İnsan için kıyamet gününde, açılmış olarak önüne konacak bir kitap çıkarırız.
(14) Kitabını oku! Bugün sana hesap sorucu olarak kendi
nefsin yeter.
(15) Kim hidayet yolunu seçerse, bunu ancak kendi iyiliği
için seçmiş olur; kim de doğruluktan saparsa, kendi zararına sapmış olur. Hiçbir
günahkâr, başkasının günah yükünü üslenmez. Biz, bir peygamber göndermedikçe
(kimseye) azap edecek değiliz.
(16) Bir ülkeyi helâk etmek istediğimizde, o ülkenin
zenginlik sebebiyle şımarmış elebaşılarına (iyilikleri) emrederiz; buna rağmen
onlar orada kötülük işlerler. Böylece o ülke, helâke müstahak olur; biz de orayı
darmadağın ederiz.
(17) Nuh'tan sonraki nesillerden nicelerini helâk ettik.
Kullarının günahlarını bilen ve gören olarak Rabbin yeterlidir.
(18) Her kim bu çarçabuk geçen dünyayı dilerse ona, yani
dilediğimiz kimseye dilediğimiz kadarını dünyada hemen verir, sonra da onu,
kınanmış ve kovulmuş olarak gireceği cehenneme sokarız.
(19) Kim de ahireti diler ve bir mümin olarak ona yaraşır
bir çaba ile çalışırsa, işte bunların çalışmaları makbuldür.
(20) Hepsine, onlara da bunlara da (dünyayı isteyenlere de
ahireti isteyenlere de) Rabbinin ihsanından (istediklerini) veririz.

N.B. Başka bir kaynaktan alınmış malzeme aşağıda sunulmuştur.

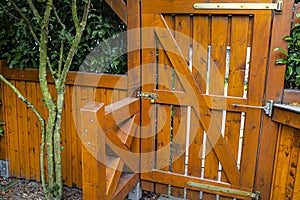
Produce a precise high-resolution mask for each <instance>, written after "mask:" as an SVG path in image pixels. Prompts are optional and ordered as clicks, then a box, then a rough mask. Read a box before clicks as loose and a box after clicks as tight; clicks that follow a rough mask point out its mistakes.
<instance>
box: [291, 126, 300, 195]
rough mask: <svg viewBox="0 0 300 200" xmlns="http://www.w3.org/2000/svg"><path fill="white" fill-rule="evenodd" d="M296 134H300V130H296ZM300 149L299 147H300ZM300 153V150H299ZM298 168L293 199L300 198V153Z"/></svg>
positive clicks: (298, 150)
mask: <svg viewBox="0 0 300 200" xmlns="http://www.w3.org/2000/svg"><path fill="white" fill-rule="evenodd" d="M295 134H296V135H298V136H299V135H300V130H295ZM298 151H299V149H298ZM298 153H300V152H298ZM296 167H297V170H296V177H295V184H294V194H293V199H300V155H298V162H297V165H296Z"/></svg>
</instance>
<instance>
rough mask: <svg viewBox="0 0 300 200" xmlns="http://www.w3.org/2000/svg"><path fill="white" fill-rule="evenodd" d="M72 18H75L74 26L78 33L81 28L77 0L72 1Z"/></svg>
mask: <svg viewBox="0 0 300 200" xmlns="http://www.w3.org/2000/svg"><path fill="white" fill-rule="evenodd" d="M71 6H72V17H73V22H74V26H75V28H76V32H77V30H78V29H79V28H80V27H79V20H78V15H77V1H76V0H72V5H71Z"/></svg>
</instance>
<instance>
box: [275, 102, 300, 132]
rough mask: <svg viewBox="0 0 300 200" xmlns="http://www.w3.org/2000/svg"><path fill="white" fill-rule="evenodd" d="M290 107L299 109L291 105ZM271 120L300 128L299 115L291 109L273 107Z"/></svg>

Rabbinin
ihsanı kısıtlanmış değildir.
(21) Baksana, biz insanların kimini kiminden nasıl üstün
kılmışızdır! Elbette ki ahiret, derece ve üstünlük farkları bakımından daha
büyüktür.
(22) Allah ile birlikte bir ilâh daha tanıma! Sonra
kınanmış ve kendi başına terkedilmiş olarak kalırsın.
(23) Rabbin, sadece kendisine kulluk etmenizi, ana-babanıza
da iyi davranmanızı kesin bir şekilde emretti. Onlardan biri veya her ikisi
senin yanında yaşlanırsa, kendilerine "of!" bile deme; onları azarlama; ikisine
de güzel söz söyle.
(24) Onları esirgeyerek alçakgönüllülükle üzerlerine kanat
ger ve: "Rabbim! Küçüklüğümde onlar beni nasıl yetiştirmişlerse, şimdi de sen
onlara (öyle) rahmet et!" diyerek dua et.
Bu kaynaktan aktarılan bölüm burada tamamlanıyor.